BANJARMASIN – Kasus perundungan yang menimpa siswa kelas 5 SD Islam Terpadu Ukhuwah pada Februari 2025, dianggap lantaran kurangnya pengawasan guru.
"Kalau sampai ada anak yang menjadi bahan bullying di sekolah, itu berarti guru-gurunya kurang memantau," kata Plt Kepala Dinas Pendidikan (Disdik) Banjarmasin, Ahmad Baihaqi, Selasa (4/3).
Menurut dia, seharusnya pihak sekolah bergerak cepat setelah mengetahui masalahnya. Jangan keburu dilaporkan ke kantor polisi baru bertindak.

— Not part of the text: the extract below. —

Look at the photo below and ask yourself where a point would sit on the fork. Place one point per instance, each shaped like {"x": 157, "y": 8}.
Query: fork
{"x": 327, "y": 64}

"Masalah tersebut sampai ke kepolisian, mungkin lantaran pihak sekolah tidak merespons, makanya orang tua siswa akhirnya melapor," ujarnya.
Baihaqi menyayangkan masih terjadi perundungan di lingkungan sekolah. Dia pun mengingatkan para kepala sekolah dan guru terkait komitmen menciptakan lingkungan sekolah ramah anak.
Dia meminta sekolah untuk memperhatikan pendidikan akhlak siswa.
"Pendidikan moral anak didik perlu diperhatikan lebih serius," pesan Baihaqi.
Diberitakan sebelumnya, ayah korban, Reza Febiardi (39) mendapati anaknya pulang ke rumah dengan tubuh penuh lebam.
Setelah melihat rekaman CCTV sekolah, ternyata terlihat sejumlah siswa menganiaya anaknya dengan dipukul, ditendang, dipiting, dan dibanting.
Para pelaku hanya diskorsing lima hari, membuat orang tua korban kecewa dan akhirnya melapor ke polisi.